Der Friedens- und Sicherheitsrat (PSC) der Afrikanischen Union (AU) bildet den Kern der sogenannten Afrikanischen Friedens- und Sicherheitsarchitektur. Geht es um die Sicherheitspolitik in Afrika, erfährt der PSC viel Aufmerksamkeit. Schon weniger bekannt sind die sicherheitspolitischen und militärischen Arme einzelner Regionalorganisationen und noch weniger die in Artikel 3 (l) des konstitutiven Akts der AU festgelegten Koordinierungs- und Harmonisierungsziele mit und zwischen diesen Regionalorganisationen. Die Vielfalt der verschiedenen Integrationsgeschwindigkeiten und Integrationstiefen ist enorm, die Debatte um ein „Europa der verschiedenen Geschwindigkeiten“ wirkt dagegen akademisch.

Über die gesamte Breite der Politikfelder ist die westafrikanische ECOWAS sicherlich am weitesten fortgeschritten. Grenzüberschreitende Mobilität war in dieser Region schon immer weit verbreitet, was diverse Integrationsschritte erleichtert hat.
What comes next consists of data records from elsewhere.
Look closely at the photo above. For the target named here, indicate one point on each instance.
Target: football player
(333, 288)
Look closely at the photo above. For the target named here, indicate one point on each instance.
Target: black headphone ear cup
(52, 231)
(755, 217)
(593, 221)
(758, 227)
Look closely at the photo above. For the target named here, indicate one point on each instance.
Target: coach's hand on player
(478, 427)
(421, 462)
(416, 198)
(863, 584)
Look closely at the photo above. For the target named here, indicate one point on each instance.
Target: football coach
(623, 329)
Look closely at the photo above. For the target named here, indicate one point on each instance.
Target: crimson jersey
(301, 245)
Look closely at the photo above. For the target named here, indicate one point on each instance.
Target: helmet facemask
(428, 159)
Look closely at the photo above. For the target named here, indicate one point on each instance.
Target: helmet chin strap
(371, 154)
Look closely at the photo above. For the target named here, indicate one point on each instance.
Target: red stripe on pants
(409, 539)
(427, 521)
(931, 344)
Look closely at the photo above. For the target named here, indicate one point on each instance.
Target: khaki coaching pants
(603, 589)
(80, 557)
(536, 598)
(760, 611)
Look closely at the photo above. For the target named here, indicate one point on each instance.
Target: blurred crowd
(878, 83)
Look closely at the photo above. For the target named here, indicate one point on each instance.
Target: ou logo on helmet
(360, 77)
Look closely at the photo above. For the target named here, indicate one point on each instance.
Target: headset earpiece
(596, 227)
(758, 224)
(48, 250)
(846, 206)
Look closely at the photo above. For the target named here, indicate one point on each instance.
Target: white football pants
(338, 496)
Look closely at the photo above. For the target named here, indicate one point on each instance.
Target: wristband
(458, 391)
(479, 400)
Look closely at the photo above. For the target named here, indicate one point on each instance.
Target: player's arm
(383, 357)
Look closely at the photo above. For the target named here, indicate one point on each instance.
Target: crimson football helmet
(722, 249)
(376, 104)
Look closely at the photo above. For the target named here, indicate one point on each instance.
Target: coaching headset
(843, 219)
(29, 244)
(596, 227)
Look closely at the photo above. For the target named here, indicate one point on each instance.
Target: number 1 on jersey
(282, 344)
Messen lassen wird sich ECOWAS als Sicherheitsgemeinschaft an der Bewältigung der Krise in der Elfenbeinküste. SADC im südlichen Afrika besitzt zwar ein ähnlich breites Instrumentarium, aber nicht den politischen Willen zu einer vertieften Integration. EAC, die ostafrikanische Wirtschaftsgemeinschaft, ist hoch integriert, aber eben nur wirtschaftlich. IGAD hingegen ist am Horn von Afrika und in Ostafrika zunehmend von den Konflikten zwischen Äthiopien und Eritrea sowie in Somalia und von einer doppelten, wenig wohlmeinenden Hegemonie von Kenia und Äthiopien geschwächt. Als politisches Forum zu schwach und wirtschaftlich EAC hinterherhinkend, sieht die Rolle IGADs eher wenig einflussreich aus. Politisch bleibt Zentralafrika die Problemregion. ECCAS kommt hier kaum aus den Startlöchern. Die Integration der Maghreb-Staaten ist unter anderem durch divergierende Ansichten zu Westsahara geschwächt. Interessant wird hier die Dynamik der demokratischen Umstürze im Moment in der arabischen Welt sein.

Unter den regionalen Organisationen gilt es also ECOWAS, SADC und EAC im Auge zu behalten – gerade auch deren Zusammenspiel mit der AU. Von einer afrikanischen Sicherheitsarchitektur zu sprechen ist vermessen. Die Dynamik des Zusammenspiels von Sicherheitsarchitekturen hingegen wird ebenso spannend zu beobachten sein wie die Ansätze für ein Subsidiaritätsprinzip in multilateralen Sicherheitsfragen.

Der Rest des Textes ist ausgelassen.